Ethan Perez

Ethan is a research scientist at Anthropic who first became interested in AI safety after coming across 80,000 Hours’ advice.

Ethan Perez came across 80,000 Hours as an undergraduate studying computer science. The page detailing the world’s most pressing problems intrigued him, and he started thinking about challenges posed to humanity by the development of advanced artificial intelligence. In addition to reading the 80,000 Hours website, he decided to read Superintelligence: Paths, Dangers, Strategies by Nick Bostrom. He found the argument that developments in AI could have extremely large impacts over the long term to be compelling.

He became convinced that AI safety was worth investigating more deeply. At the same time, he was reexamining his faith, exploring important philosophical questions, and trying to figure out what he really valued.

In one-on-one advising with 80,000 Hours, he got to discuss challenging questions about the long-term impacts of AI and whether such considerations should influence his career trajectory. He was particularly inspired by proposals for an AI safety technique that pits two systems against each other in a debate, with a human judging who wins. So he took an internship at Mila, an AI hub in Quebec.

A while later, Ethan was considering whether he should leave his internship and postpone his plans for a PhD to start a robotics startup with a friend from his lab. After a last-minute follow-up call with one of our advisors to talk through this decision, he decided that he should probably focus on gaining more research experience and getting a PhD.

He later earned his PhD in computer science at New York University, writing his thesis on fixing undesirable behaviour in language models. In his efforts to contribute to the field of AI safety, he has written papers on empirically testing debate-based AI safety tactics, finding safety failures in language models, improving methods to teach AI systems based on human feedback, and refining question-answering capabilities.

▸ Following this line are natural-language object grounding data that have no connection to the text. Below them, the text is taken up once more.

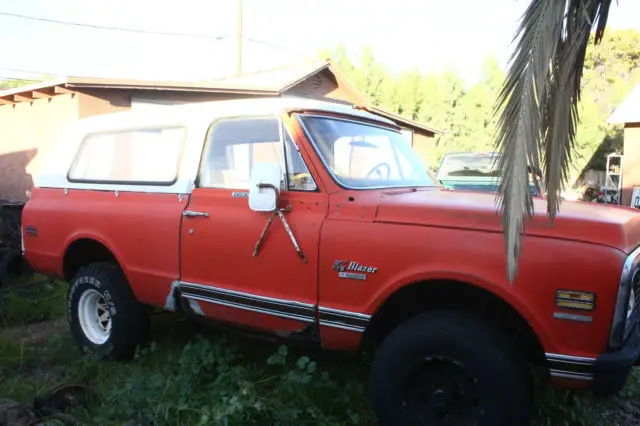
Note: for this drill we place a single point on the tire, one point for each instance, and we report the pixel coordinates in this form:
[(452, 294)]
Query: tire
[(103, 288), (421, 364)]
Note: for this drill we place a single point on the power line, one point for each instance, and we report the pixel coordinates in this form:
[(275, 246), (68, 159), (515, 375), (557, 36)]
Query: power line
[(113, 28)]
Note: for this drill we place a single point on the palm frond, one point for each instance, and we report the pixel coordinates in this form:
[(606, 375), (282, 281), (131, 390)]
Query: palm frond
[(539, 101)]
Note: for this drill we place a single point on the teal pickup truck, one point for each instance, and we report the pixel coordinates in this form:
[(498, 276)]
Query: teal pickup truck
[(476, 171)]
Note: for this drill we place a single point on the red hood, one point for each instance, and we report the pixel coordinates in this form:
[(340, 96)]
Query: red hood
[(612, 226)]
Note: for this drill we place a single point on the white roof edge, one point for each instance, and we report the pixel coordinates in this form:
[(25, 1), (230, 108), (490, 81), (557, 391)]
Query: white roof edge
[(217, 109)]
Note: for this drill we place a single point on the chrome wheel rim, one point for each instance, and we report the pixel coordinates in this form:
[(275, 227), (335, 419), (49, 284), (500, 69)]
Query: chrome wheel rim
[(94, 317)]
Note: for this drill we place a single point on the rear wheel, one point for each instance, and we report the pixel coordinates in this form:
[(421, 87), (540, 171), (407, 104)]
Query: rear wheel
[(104, 316), (448, 368)]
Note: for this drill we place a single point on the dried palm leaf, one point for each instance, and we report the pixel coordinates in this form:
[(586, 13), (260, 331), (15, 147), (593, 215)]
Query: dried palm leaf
[(539, 101)]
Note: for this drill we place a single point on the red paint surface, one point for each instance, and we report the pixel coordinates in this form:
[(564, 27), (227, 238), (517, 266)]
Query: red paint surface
[(410, 237)]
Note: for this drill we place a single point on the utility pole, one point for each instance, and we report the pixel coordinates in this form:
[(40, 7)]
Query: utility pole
[(239, 39)]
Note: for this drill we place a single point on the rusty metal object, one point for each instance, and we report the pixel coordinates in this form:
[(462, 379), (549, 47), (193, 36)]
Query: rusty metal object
[(264, 233), (291, 236), (280, 214)]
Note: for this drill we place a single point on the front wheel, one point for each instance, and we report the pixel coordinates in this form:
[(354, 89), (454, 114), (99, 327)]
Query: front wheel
[(104, 316), (448, 368)]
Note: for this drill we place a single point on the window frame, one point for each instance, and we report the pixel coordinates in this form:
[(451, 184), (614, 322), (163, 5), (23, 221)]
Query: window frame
[(318, 153), (204, 157), (82, 146)]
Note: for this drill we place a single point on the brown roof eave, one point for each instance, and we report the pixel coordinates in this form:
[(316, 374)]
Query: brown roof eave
[(116, 86), (407, 122)]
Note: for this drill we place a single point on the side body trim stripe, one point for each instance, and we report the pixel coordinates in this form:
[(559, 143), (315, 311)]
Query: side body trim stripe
[(570, 367), (305, 312)]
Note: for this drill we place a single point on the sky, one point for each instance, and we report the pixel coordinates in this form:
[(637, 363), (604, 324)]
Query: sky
[(426, 34)]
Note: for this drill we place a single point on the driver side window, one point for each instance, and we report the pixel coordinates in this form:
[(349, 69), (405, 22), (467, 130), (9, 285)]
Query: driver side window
[(235, 145)]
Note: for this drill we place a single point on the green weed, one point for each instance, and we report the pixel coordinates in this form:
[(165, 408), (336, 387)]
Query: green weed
[(31, 300), (192, 376)]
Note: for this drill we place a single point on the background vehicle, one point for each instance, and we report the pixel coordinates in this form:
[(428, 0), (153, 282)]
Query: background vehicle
[(476, 171)]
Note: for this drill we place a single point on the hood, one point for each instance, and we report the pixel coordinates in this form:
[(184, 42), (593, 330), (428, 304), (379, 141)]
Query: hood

In 2022, Ethan took a role as research scientist at Anthropic, a frontier AI company whose mission statement is “to ensure transformative AI helps people and society flourish.”

He is currently leading the adversarial robustness team that does research aimed at reducing the risk of catastrophic outcomes from advanced machine learning systems. His recent work has identified vulnerabilities in state-of-the-art AI safety training techniques, specifically how LLMs can be ‘sleeper agents,’ which we discussed in this episode of The 80,000 Hours Podcast. Research like this can hopefully help steer the development of AI models in safer directions.